Le Temps

Le temps du travail est un temps carcéral, réglé pour nous à l'avance.

Une alarme nous arrache du sommeil, en général tôt dans la matinée. Bien trop tôt. Puis nous nous laissons à peine le temps de manger et de nous laver, nous prenons les transports en commun, ou la voiture, avec cinq minutes de retard. En arrivant au travail, nous pointons, ou bien sommes obligés de dire bonjour à tout le monde, car dans certaines boîtes ce sont nos collègues qui surveillent les horaires. Puis à 11 heures, une pause de 5 minutes.

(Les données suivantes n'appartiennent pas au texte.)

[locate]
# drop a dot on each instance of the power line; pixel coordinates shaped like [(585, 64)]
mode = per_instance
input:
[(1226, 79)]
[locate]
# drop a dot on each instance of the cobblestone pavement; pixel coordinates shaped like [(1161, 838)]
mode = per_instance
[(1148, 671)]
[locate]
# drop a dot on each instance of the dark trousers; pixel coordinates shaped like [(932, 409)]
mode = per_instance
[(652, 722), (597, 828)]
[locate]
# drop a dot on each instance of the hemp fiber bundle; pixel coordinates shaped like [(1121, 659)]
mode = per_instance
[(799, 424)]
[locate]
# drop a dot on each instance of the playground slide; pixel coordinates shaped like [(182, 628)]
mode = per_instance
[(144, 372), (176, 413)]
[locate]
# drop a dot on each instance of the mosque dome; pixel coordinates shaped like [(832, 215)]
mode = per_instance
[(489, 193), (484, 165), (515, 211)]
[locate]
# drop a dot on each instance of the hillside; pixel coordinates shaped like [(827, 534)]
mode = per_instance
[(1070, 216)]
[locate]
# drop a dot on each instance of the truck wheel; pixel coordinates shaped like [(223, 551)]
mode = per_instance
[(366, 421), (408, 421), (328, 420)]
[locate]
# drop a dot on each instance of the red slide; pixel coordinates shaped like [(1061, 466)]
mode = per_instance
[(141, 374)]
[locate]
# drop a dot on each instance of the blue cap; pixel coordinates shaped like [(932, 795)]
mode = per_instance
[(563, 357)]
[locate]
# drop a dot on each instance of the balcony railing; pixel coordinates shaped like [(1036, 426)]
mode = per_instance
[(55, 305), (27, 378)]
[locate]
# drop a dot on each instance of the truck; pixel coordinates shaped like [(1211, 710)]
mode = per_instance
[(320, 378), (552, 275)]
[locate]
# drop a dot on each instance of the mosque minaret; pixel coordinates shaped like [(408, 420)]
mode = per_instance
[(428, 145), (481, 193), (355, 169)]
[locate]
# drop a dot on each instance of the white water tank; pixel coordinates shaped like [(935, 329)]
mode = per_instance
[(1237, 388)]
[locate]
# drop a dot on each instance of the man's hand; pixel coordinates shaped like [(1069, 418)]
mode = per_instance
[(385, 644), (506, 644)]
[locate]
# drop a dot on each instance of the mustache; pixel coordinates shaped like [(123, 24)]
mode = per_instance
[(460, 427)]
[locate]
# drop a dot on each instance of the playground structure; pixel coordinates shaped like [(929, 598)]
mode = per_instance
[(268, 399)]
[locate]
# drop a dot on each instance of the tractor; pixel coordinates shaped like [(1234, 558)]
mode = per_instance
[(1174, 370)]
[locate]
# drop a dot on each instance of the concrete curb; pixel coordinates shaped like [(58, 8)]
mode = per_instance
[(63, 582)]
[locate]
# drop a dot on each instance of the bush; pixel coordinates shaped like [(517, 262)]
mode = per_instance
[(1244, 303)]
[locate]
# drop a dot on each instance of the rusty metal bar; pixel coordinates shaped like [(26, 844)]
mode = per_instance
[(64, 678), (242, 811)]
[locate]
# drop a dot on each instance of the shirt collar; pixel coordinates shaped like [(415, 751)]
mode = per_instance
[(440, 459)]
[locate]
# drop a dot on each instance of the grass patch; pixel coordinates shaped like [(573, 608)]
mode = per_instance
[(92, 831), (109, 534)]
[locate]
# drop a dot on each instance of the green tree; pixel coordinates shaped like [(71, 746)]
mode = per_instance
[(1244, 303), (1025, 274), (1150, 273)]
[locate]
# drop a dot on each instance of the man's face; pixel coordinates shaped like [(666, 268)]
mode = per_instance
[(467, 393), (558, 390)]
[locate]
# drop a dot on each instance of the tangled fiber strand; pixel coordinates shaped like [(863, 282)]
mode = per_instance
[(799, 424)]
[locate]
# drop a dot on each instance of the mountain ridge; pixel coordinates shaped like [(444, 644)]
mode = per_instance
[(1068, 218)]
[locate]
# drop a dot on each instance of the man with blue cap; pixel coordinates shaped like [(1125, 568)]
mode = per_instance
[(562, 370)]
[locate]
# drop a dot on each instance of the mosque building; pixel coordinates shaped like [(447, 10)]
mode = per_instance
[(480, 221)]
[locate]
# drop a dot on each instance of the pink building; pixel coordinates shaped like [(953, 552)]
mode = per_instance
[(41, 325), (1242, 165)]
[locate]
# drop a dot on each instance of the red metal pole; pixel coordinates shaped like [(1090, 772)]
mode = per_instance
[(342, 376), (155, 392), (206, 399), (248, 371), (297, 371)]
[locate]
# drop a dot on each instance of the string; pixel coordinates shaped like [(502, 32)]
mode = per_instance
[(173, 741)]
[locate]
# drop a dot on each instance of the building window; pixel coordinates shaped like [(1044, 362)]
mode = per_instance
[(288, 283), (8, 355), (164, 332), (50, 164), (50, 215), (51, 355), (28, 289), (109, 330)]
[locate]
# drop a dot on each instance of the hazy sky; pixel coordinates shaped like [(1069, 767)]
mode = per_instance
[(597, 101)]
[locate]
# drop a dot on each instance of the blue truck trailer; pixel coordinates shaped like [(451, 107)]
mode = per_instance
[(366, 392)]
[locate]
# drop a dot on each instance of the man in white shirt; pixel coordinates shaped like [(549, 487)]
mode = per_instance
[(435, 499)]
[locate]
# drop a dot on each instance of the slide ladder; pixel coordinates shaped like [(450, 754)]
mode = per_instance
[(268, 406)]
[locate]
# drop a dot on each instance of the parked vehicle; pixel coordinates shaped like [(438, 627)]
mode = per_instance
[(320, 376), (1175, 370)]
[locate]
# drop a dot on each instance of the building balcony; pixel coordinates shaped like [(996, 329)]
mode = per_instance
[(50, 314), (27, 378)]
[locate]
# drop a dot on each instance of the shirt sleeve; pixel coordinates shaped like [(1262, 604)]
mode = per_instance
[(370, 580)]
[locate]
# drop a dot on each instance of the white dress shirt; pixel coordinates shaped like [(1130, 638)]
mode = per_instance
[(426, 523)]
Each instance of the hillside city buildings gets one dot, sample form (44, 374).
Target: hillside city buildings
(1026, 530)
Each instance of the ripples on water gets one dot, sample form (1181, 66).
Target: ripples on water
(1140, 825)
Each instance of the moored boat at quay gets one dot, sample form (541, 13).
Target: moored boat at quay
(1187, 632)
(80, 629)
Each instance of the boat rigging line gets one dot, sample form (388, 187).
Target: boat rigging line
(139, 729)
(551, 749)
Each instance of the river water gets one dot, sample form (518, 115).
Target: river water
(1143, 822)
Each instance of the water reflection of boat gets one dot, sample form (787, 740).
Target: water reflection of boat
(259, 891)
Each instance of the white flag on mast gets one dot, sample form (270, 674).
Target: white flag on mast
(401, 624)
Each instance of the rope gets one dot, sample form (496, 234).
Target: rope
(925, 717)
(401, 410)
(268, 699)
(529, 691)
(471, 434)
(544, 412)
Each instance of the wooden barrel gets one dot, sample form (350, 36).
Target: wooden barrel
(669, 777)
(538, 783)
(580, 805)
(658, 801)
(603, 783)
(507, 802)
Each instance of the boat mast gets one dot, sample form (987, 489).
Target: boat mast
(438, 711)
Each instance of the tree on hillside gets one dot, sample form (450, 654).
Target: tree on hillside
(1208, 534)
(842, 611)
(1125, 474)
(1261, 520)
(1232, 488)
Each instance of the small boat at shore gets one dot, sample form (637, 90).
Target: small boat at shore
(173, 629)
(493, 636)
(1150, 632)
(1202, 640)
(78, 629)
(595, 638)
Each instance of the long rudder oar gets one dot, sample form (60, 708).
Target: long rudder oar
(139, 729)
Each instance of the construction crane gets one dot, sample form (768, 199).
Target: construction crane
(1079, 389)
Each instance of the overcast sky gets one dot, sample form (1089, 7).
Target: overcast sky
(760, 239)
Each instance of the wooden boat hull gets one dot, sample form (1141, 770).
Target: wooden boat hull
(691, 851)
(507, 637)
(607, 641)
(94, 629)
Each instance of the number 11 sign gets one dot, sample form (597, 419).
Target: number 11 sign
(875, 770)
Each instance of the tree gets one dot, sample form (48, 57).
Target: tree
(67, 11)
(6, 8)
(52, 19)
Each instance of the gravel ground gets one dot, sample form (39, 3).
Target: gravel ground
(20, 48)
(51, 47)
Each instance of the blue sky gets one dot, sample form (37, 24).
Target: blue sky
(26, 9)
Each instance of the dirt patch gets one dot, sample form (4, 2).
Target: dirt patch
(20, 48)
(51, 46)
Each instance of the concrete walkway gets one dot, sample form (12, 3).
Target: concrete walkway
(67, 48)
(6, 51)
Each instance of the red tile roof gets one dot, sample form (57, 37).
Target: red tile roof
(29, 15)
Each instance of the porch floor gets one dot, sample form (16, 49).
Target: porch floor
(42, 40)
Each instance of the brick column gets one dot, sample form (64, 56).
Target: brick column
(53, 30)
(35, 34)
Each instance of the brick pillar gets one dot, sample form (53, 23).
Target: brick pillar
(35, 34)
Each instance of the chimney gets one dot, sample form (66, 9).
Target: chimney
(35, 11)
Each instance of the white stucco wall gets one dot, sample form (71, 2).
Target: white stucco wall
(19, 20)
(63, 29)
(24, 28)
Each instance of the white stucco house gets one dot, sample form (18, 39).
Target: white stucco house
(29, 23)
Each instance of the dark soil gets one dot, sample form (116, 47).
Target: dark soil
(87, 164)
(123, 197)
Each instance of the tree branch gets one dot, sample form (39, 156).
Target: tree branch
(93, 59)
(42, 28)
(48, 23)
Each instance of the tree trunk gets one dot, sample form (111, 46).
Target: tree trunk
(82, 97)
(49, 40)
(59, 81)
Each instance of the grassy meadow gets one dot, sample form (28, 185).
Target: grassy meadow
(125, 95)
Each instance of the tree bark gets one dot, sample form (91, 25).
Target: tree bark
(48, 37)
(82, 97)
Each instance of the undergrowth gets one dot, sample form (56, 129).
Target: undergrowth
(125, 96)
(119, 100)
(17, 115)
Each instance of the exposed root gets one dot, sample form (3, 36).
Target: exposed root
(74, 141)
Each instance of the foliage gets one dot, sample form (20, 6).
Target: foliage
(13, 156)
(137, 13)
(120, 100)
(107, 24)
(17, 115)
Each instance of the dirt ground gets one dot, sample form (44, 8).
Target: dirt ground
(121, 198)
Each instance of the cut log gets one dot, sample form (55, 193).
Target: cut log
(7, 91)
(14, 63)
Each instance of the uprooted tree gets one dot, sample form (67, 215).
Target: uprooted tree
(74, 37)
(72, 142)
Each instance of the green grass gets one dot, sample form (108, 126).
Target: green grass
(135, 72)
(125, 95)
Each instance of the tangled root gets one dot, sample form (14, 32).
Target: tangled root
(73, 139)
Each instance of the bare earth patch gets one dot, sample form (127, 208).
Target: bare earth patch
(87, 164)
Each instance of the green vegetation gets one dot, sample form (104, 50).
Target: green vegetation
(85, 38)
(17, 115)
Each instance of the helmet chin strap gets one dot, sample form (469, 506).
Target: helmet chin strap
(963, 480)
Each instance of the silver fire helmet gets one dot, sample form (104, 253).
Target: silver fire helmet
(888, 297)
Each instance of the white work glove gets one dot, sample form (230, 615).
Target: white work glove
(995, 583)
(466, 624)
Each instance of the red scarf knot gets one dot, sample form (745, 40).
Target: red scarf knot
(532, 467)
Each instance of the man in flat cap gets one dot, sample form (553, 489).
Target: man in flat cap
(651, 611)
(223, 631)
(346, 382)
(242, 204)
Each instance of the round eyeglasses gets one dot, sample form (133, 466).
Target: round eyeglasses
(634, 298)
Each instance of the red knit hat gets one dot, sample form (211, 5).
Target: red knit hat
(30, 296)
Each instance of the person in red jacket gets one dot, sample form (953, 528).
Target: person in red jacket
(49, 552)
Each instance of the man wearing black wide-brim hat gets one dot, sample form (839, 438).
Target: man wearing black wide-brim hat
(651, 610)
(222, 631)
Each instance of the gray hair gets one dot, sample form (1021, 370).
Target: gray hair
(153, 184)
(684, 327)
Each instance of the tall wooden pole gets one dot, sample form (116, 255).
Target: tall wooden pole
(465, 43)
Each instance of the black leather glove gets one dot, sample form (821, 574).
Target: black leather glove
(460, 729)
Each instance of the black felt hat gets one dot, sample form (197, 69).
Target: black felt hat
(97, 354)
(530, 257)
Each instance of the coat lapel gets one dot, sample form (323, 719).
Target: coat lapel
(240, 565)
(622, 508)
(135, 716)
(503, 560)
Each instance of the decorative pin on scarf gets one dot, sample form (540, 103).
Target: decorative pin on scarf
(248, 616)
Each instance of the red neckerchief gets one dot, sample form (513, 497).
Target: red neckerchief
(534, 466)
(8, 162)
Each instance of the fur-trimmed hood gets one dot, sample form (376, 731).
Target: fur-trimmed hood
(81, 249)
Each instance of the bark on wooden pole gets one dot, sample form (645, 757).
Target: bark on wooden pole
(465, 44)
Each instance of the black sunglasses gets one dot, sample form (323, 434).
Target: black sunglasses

Une heure de 13 à 14. Une pause de 10 minutes à 16 heures. Départ à 18 heures. Transports. Repas, télévision, dodo.

Réglés comme des horloges. Comme des machines. Les horaires souples font tout juste illusion.

Nous pourrions profiter de notre soirée, si seulement nous n'avions pas pourri notre journée au travail.

Nous pourrions profiter de notre weekend si seulement nous n'avions pas pourri notre semaine en bossant cinq jours.

Pourrons-nous seulement profiter de notre retraite?

Les vacances passent à la vitesse de l'éclair.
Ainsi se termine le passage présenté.